Tried to behave, did not shout, but this roar on an attempt was well very loud. Made an effort very much, there was such feeling that now myself on a wrong side I will turn out, but continued “to turn out“ because it seemed to me that time of my attempts too drags on. And here the midwife as that began to shout to me in half-voices joyfully: “Give - give, the head appeared, give, native, it is necessary!.“ And I as the madwoman made an effort, but it seemed that nothing is impossible though the midwife repeated all the time:“ So, the good fellow, give - give“. And here I feel such delightful feeling of simplification, I look down and I see how this one-time - a blue lump is got from me, and he flounders... And as will cry!!
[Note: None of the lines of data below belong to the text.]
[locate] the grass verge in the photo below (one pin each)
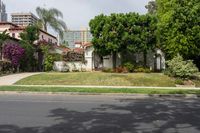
(100, 79)
(99, 90)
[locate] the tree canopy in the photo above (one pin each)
(179, 26)
(122, 32)
(51, 17)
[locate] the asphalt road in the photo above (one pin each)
(22, 113)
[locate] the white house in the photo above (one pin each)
(14, 31)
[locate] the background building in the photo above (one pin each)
(23, 19)
(80, 36)
(3, 14)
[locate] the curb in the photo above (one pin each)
(102, 94)
(107, 87)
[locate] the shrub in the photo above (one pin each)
(48, 63)
(129, 66)
(57, 57)
(179, 82)
(177, 67)
(121, 70)
(143, 70)
(107, 70)
(5, 67)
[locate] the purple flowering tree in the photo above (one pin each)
(14, 53)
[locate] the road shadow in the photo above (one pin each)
(137, 116)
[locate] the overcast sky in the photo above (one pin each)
(77, 13)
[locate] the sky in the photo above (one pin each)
(77, 13)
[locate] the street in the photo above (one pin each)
(31, 113)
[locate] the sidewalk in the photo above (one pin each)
(112, 87)
(11, 79)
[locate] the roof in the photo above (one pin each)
(8, 23)
(24, 14)
(48, 34)
(87, 44)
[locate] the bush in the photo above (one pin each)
(121, 70)
(129, 66)
(5, 67)
(48, 63)
(179, 82)
(177, 67)
(143, 70)
(57, 57)
(107, 70)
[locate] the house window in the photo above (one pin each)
(13, 35)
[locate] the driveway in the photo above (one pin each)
(27, 113)
(11, 79)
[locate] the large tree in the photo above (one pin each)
(51, 17)
(179, 26)
(119, 33)
(151, 7)
(28, 40)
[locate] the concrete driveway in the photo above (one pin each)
(11, 79)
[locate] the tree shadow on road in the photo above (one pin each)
(161, 116)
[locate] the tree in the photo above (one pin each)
(120, 33)
(3, 37)
(148, 35)
(28, 39)
(179, 26)
(107, 32)
(51, 17)
(151, 7)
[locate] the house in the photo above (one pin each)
(14, 31)
(155, 60)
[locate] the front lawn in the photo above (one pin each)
(99, 90)
(100, 79)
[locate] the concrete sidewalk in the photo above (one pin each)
(111, 87)
(11, 79)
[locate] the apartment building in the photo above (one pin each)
(23, 19)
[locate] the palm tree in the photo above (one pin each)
(3, 37)
(51, 17)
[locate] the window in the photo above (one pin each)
(13, 35)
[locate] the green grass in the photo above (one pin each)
(98, 90)
(100, 79)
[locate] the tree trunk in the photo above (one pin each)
(145, 58)
(1, 53)
(45, 27)
(114, 60)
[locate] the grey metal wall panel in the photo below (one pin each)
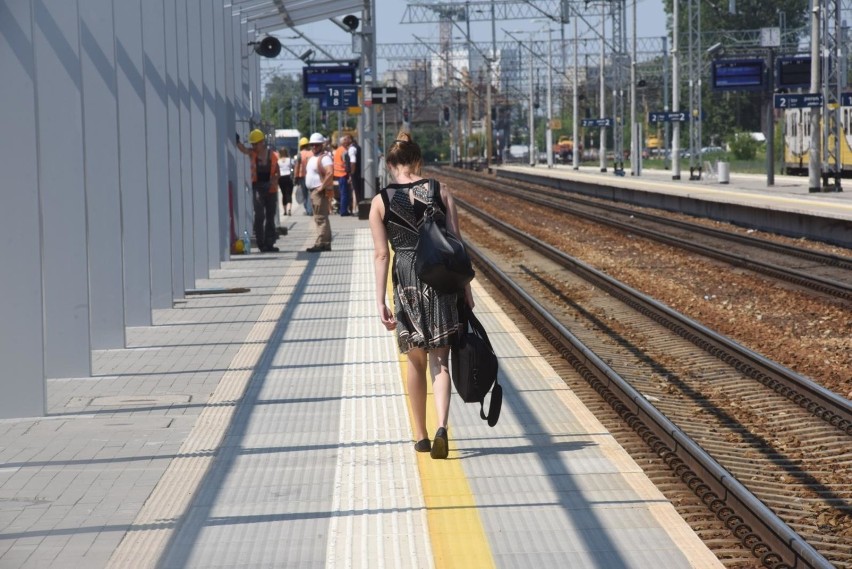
(157, 121)
(174, 149)
(241, 68)
(130, 74)
(231, 26)
(22, 381)
(103, 198)
(224, 141)
(59, 124)
(196, 138)
(214, 189)
(185, 144)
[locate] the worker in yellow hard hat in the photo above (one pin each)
(300, 166)
(264, 184)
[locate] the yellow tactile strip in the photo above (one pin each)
(455, 528)
(145, 541)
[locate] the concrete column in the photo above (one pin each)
(103, 198)
(133, 177)
(197, 149)
(157, 152)
(59, 126)
(176, 246)
(21, 330)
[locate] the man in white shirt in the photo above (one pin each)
(319, 181)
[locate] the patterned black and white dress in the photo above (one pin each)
(425, 317)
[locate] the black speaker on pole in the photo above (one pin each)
(351, 22)
(268, 47)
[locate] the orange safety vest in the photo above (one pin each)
(340, 158)
(302, 165)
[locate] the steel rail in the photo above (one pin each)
(816, 399)
(758, 527)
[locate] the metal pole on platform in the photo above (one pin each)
(532, 108)
(549, 132)
(675, 93)
(814, 153)
(575, 149)
(602, 106)
(369, 144)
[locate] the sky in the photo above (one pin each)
(651, 22)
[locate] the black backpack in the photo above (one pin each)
(473, 367)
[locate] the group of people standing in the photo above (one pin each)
(312, 172)
(426, 321)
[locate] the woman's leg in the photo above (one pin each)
(439, 365)
(417, 391)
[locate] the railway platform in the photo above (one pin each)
(787, 207)
(270, 428)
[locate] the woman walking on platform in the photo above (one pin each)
(426, 321)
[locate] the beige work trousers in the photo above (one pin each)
(322, 208)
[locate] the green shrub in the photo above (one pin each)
(743, 146)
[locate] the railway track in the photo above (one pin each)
(780, 476)
(826, 273)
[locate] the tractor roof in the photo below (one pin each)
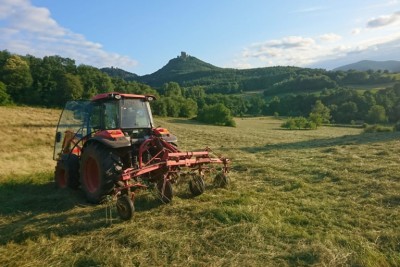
(117, 95)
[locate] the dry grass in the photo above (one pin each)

was Put to me on a stomach at once, neonatolog made necessary manipulations, dressed. And this miracle looks at me the blue eyes lying at a breast, and I cry with happiness and I do not believe that all this with me. There was an afterbirth, the doctor examined, I was not cut, and I did not tear, only two internal cracks which the doctor it seems also did not want to touch at once, and then suggested “to take for appearance“, but it everything is already not so important.Call
the husband, he uneasy, but with a happy look looks on small, on me crying, but smiling also smiles, and tears roll down cheeks. We are left three together, practically silence, I smiling, I look at the husband, at the son, I hold with one hand our small and warm miracle, another strong I squeeze a hand of the husband and I do not trust the happiness... As though not with me all this. The husband bends over us, kisses and speaks: “Thanks!“
of the Tear - a stream, to happiness does not have a limit. Here it! Here it, happiness, stream of sweet and madly pleasant feelings, pleasure of life, euphoria! Words not to describe it, it needs to be passed only most! Both there is no pain, and there is no fear, there are huge happiness and pleasure!
Then three days in maternity hospital, the first days of studying of each other, accustoming and adaptation. First days of the house. But it is already absolutely modern history, new life!
Here so in the world one more new real and strong family appeared!